La dernière version de la norme ISO 3534-3 est, à mon sens, très complète et la cohérence des différentes définitions est fortement appréciable. La mise en pages sur deux colonnes permet de juxtaposer la définition en langue française et la définition en langue anglaise. D'inspiration très agronomique (le "s" dans la locution "plan d'expérience" est absent dans la définition, mais présent dans le titre de la norme !), les définitions sont naturellement applicables dans de nombreux domaines.

Les plans pour l'étude de mélanges, encore appelés plans d'expériences avec mélanges font encore office de parent pauvre, puisque un seul et unique paragraphe de quinze lignes leur est consacré ! Et dans ce paragraphe, il convient de considérer une longue note tentant de résumer un exemple. Il faudra donc se contenter ici d'une définition, assez restrictive, indiquant que nous sommes en présence de plans d'expériences élaborés pour traiter la situation dans laquelle la somme des variables de prédiction est égale à une quantité fixée. Cela exclut donc d'une part bon nombre de stratégies autres que la stratégie de type Component Proportions et d'autre part, la possibilité de prendre en compte toutes les extensions de la matrice dexpériences, sous forme de produits par exemple, nécessaires dans les formes canoniques de degré supérieur à un.

Cette norme est suffisamment riche par ailleurs pour que l'on puisse pardonner aux auteurs quelques oublis ou inexactitudes dans le domaine des plans de mélange. Il s'agit là d'un véritable document de référence pour qui a besoin d'un dictionnaire cohérent et dans l'ensemble fort rigoureux de nombreux termes appliqués aux plans d'expériences.

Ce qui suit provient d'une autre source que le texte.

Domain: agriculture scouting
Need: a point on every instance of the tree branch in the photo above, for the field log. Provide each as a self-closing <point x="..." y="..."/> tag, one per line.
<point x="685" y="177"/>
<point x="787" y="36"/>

En conclusion, on pourra regretter que le prix de vente de ces différents documents soit très élevé et dépasse largement celui de livres de référence, pourtant plus volumineux, dans bien des domaines d'application des plans d'expériences en général et des plans de mélange en particulier. Cela représente nécessairement un frein à la diffusion de tels documents, que ce soit en milieu universitaire ou en milieu industriel. On limite hélas ainsi, pour raisons économiques que l'on a du mal à percevoir de façon apparente, l'accès à la culture de la normalisation et à son riche patrimoine.